Keppel will have a “rare opportunity” to acquire a strategic stake in SPH Reit and full ownership in its Reit manager. Keppel will hold around 20 per cent stakes in both Keppel Reit and SPH Reit post transaction.

It added: “The company will enjoy synergies in managing SPH Reit as part of the company’s larger asset management platform with higher AUM. On top of accretive fee-related and investment income, the inclusion of SPH Reit provides the company with a retail-focused platform to facilitate greater certainty for future capital recycling of retail assets, further driving third-party funds growth and increasing recurring fee-related income”.

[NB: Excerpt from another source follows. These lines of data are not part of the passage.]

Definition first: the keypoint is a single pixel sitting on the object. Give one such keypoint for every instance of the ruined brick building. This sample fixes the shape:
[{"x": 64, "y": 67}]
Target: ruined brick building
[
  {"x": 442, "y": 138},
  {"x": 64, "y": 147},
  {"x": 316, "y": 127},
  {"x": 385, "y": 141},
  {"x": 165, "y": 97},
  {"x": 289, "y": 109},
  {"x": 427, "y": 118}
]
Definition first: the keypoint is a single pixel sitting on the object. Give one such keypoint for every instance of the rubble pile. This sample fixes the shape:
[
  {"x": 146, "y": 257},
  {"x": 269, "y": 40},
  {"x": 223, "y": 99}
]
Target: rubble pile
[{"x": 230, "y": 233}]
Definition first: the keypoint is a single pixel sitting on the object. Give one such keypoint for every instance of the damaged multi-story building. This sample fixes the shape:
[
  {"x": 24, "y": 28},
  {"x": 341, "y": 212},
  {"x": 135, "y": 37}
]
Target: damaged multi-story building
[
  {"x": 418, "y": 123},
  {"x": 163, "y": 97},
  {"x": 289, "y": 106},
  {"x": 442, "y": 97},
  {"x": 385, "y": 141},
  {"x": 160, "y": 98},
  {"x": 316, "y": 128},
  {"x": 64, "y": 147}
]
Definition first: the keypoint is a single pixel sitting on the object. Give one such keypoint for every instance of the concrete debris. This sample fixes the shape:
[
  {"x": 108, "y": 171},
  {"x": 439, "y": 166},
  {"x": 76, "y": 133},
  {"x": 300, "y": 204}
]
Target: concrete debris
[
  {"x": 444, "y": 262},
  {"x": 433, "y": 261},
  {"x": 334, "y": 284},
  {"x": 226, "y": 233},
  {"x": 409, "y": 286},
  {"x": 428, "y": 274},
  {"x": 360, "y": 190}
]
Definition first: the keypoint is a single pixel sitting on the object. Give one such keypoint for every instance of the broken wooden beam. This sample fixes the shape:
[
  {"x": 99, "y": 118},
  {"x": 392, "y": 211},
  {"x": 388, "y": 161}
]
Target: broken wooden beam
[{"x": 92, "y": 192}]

Over the longer run, Keppel said it could also explore opportunities to grow the Reit’s AUM, achieving benefits of scale through asset injections and other strategic initiatives. Keppel, about 20 per cent owned by Temasek Holdings, last week reported that it swung into the black for the first six months to June and rewarded shareholders with a surprise quadrupled dividend. It posted a net profit of some S$300 million in the first half of FY2021 – a stark reversal from a loss of S$537 million in the corresponding period a year ago.

To grow earnings quickly, it said last week that it will actively explore “opportunistic” mergers and acquisitions on the back of the significant balance sheet space released from the monetisation programme that will allow it to undertake inorganic options to re-position its portfolio for new growth. To date, it has announced over S$2.3 billion of asset monetisation since it embarked on the programme in September last year. About half of the transactions have been completed so far, said group chief executive Loh Chin Hua, adding that the company expects to surpass S$3 billion in asset monetisation ahead of schedule, and will aim to achieve the higher end of its S$3-5 billion target by end-2023.

Just last month, Keppel said it planned to undertake a mammoth merger and has signed a non-binding pact with offshore and marine (O&M) giant Sembcorp Marine, still stickly as a result of the pandemic-led oil slump, to start talks on merging their sizeable O&M operations. The discussions are a few months away from reaching a definitive agreement.